Todo lo contrario a eso, alejar, es lo que pretende hacer Luis García Jambrina con El primer caso de Unamuno (Alfaguara). A pesar de las dificultades que implica atreverse a transformar a un personaje tan conocido y malinterpretado como Miguel de Unamuno, a quien «se han intentado apropiar los unos y los otros; Falange siempre quiso hacerlo suyo», Jambrina, que estuvo acompañado desde las 19.00 (más bien desde las 19.15, porque La Seca dio para mucho) por Miguel Barrero, ha querido con esta novela, que cuenta la investigación de un crimen rural en la Salamanca de 1905 por parte del noventayochista, analizar la «España vaciada, a la que me gusta más llamar la España desahuciada», un fenómeno que «empezó hace más de cien años y se ve de forma muy clara en este momento». El crimen protagonista, que nos transporta al corazón del sistema caciquil instaurado por la Restauración borbónica, utiliza la compleja figura de Unamuno y la transforma.

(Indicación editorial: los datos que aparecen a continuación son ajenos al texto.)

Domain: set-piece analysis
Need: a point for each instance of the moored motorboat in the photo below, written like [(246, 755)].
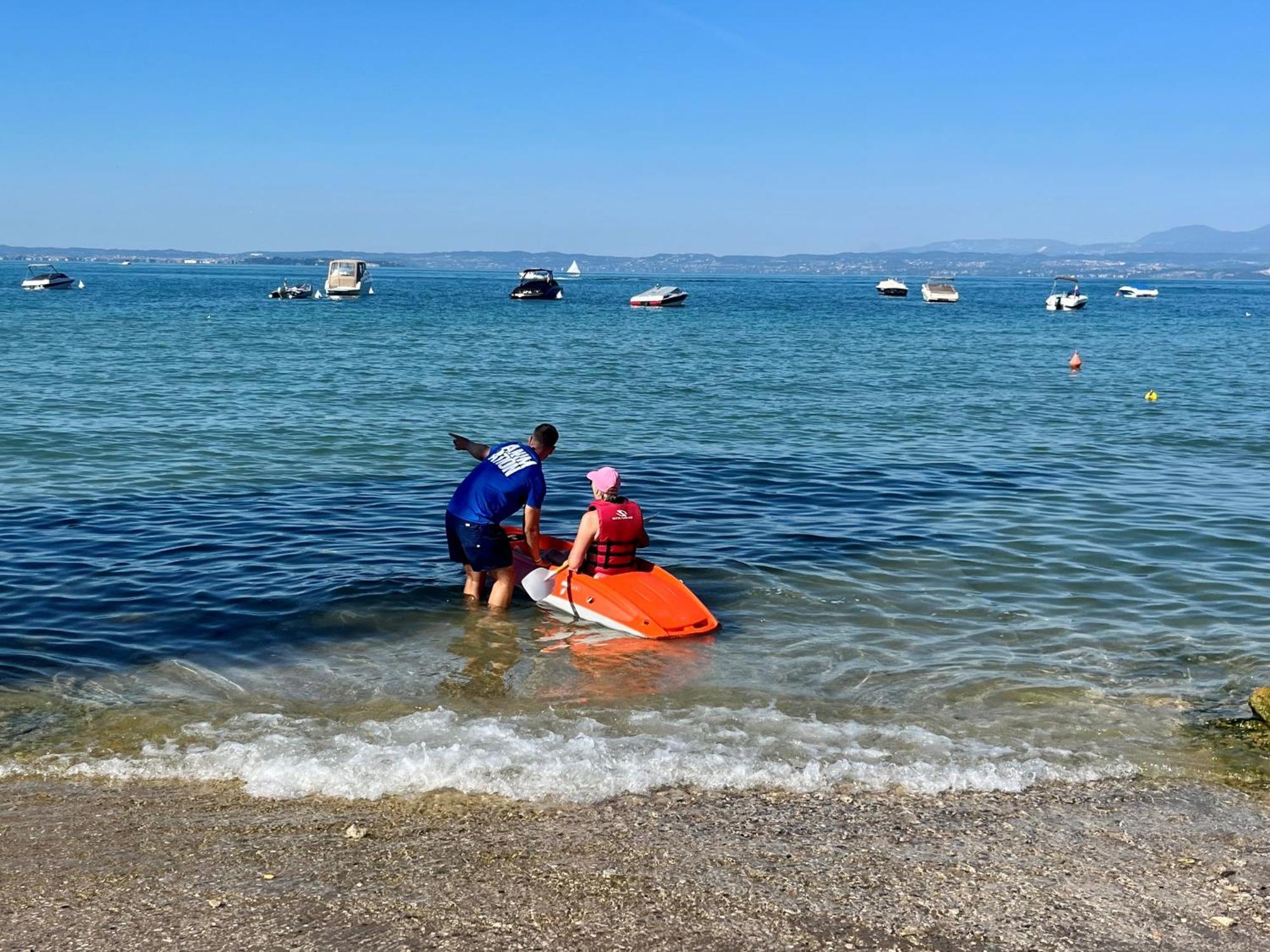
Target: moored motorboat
[(940, 291), (538, 285), (293, 293), (45, 277), (647, 601), (349, 277), (661, 296), (1070, 300)]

No solo porque Jambrina convierta al escritor en detective, sino también porque confronta la famosa monogamia de Unamuno, quien se refería a su esposa como «mi costumbre» a la aparición de Teresa, una femme fatale que llega al pueblo buscando el foco de una posible revolución. «Yo no busco la verdad en mis novelas, pero sí la similitud, que resulte creíble». Y, aunque parezca mentira, lo consigue. ¿La clave? Según nos contó ayer, no fue otra más que la de acercarse a la figura del escritor «sin corsés, de forma libre». «No soy experto, y eso ayuda». Unamuno, dicen, dejaba libres a sus personajes. Y eso es lo que ha hecho Jambrina desde el sofá donde siempre escribe «de forma espontánea, sin saber qué me voy a encontrar». Ese es el ‘quid’.
A las 20.30 horas Ignacio Martínez Pisón recibió de forma anticipada, de manos de Miguel Barrero, la Rufa que le corresponde como finalista del Premio Espartaco con Castillos de Fuego. Premio Nacional de la Crítica y de Narrativa, el autor mereció que Txani Rodríguez le obsequiase con la afirmación de que «su obra, en perspectiva, es el gran mosaico del siglo XX». «Tenemos suerte de ser coetáneos de un escritor como Pisón», aseguró. Castillos de Fuego, una novela ambientada en la posguerra española, analiza la historia de un país cuyos destinos cambiaron por la raigambre anticomunista de Franco, «un dictador, domesticado y débil (y triponzón)» que encajó como la perfecta pieza que necesitaba el puzzle de las grandes potencias occidentales en la Guerra Fría. Podría haber sido de otra manera, pero no fue.
«El problema de esta historia es que sabemos cómo termina», fulminó Pisón, uno de las presencias más fuertes de esta SN 2024. No ocurre lo mismo con los conflictos actuales, otro de nuestros puntos cardinales. Desde Palestina, para rematar la jornada, conectamos con Jaldía Abubakra, activista de la diáspora, Alfonso Bauluz, presidente de Reporteros sin Fronteras y Eric Cuesta, de Médicos sin Fronteras, que nos hablaron de un conflicto en vías de resolución (o, más bien, de todo lo contrario). A este lado del charco, la reportera Patricia Simón. Fue a las 22 horas y la Semana Negra, afuera y adentro de las carpas, hervía de actividad. Poco más allá, el mar. ¿Venceremos?